This is just my opinion. If you want to stay with your husband and have a successful marriage that will last your whole life, then you need to stop talking to your ex. You should not talk to him. You should not communicate on facebook or email or texts or through friends. You should try and forget that he ever lived. If the thought of doing this is totally unbearable to you and you feel your life would end if you didn't speak to him anymore, then you should leave your husband. 

As the previous post states, you have to try different scenarios out in your mind. Can you live without ever having contact with this person again? What would that life be like? Is that the life you want to live? 

If your husband means as much to you as a husband should mean, then losing your relationship with the ex in order to save the marriage should be a no brainer. However, if you think you would be miserable without the ex, then you should leave your husband. Even if you and your ex never have another relationship again, it is not fair to your husband and you should leave.

Ask yourself which one of these men you could live without. The answer to that question will tell you what to do.


----------



## onlyhuman (Aug 10, 2011)

Thanks for the responses so far. My H does know everything that is going on. I don't lie to him about hanging out with my ex. We've even all hung out in a group setting (which my H told me was hard b/c I seemed so happy around my ex) I absolutely will never cheat on my H. If it was even getting close to that kind of physical attraction I would walk away from my marriage before I disrespected him like that. I've been down that road once and I'll never go back!
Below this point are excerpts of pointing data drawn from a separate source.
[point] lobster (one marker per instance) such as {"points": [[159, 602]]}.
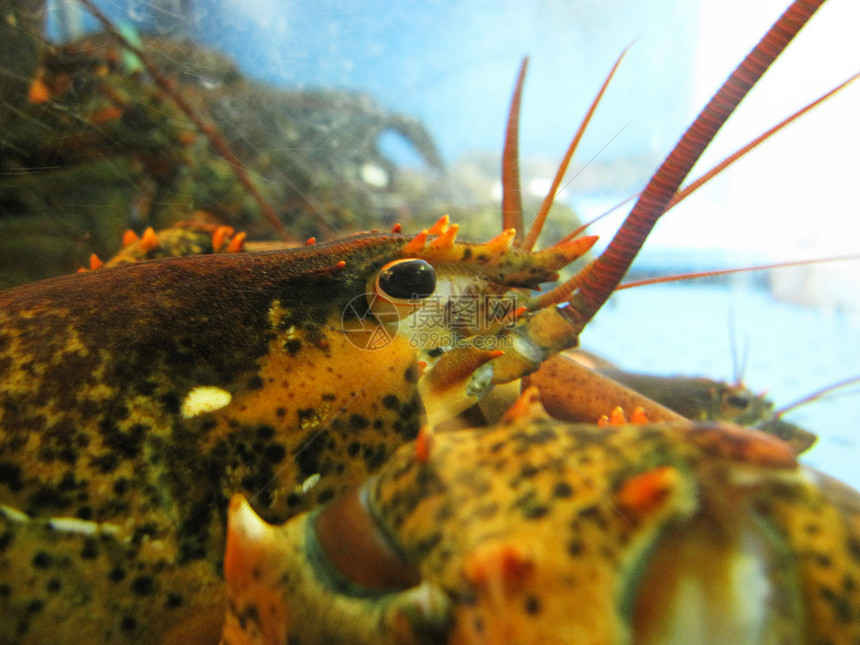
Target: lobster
{"points": [[131, 421]]}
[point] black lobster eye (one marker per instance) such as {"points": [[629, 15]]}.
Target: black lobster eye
{"points": [[407, 279]]}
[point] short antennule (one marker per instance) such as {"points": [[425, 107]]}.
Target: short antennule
{"points": [[602, 276]]}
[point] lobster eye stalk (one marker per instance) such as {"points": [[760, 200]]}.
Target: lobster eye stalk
{"points": [[603, 275]]}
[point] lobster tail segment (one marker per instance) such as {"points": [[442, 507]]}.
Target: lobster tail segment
{"points": [[600, 278]]}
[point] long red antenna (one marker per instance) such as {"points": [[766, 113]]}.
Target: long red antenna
{"points": [[512, 201], [601, 277]]}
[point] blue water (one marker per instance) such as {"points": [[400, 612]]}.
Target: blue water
{"points": [[791, 351]]}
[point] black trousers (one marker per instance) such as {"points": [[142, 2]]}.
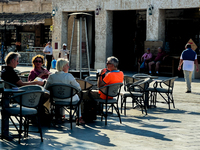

I understand that it should be as simple as just thinking about who I can and can't live without...but there are a lot of conflicts going on in my head. I can't imagine not being married to my H and together with my son as a family. I completely cut off all communication with my ex (no fb, no texts, nothing), but I still thought about him all the time. I feel like that isn't normal...it's extremely frustrating for me.


----------



## SimplyAmorous (Nov 25, 2009)

I so agree with Homemaker & Chickie's advice above. 

After the cutting of the EX off -you need to make some new "exciting" memories with your husband, do something unexpected! Plan a special romantic vacation -just the 2 of you, need to stir & revive what you had between the 2 of you.

If the shoes were reversed, would you be insanely jealous if he was talking to an old flame and felt this way about her -being OPEN with you? If so, you have "something" to work with , you will get through this. 

If not, I think you better move on, and allow him to find a woman who can love & cherish him the way we all need in a marraige.


----------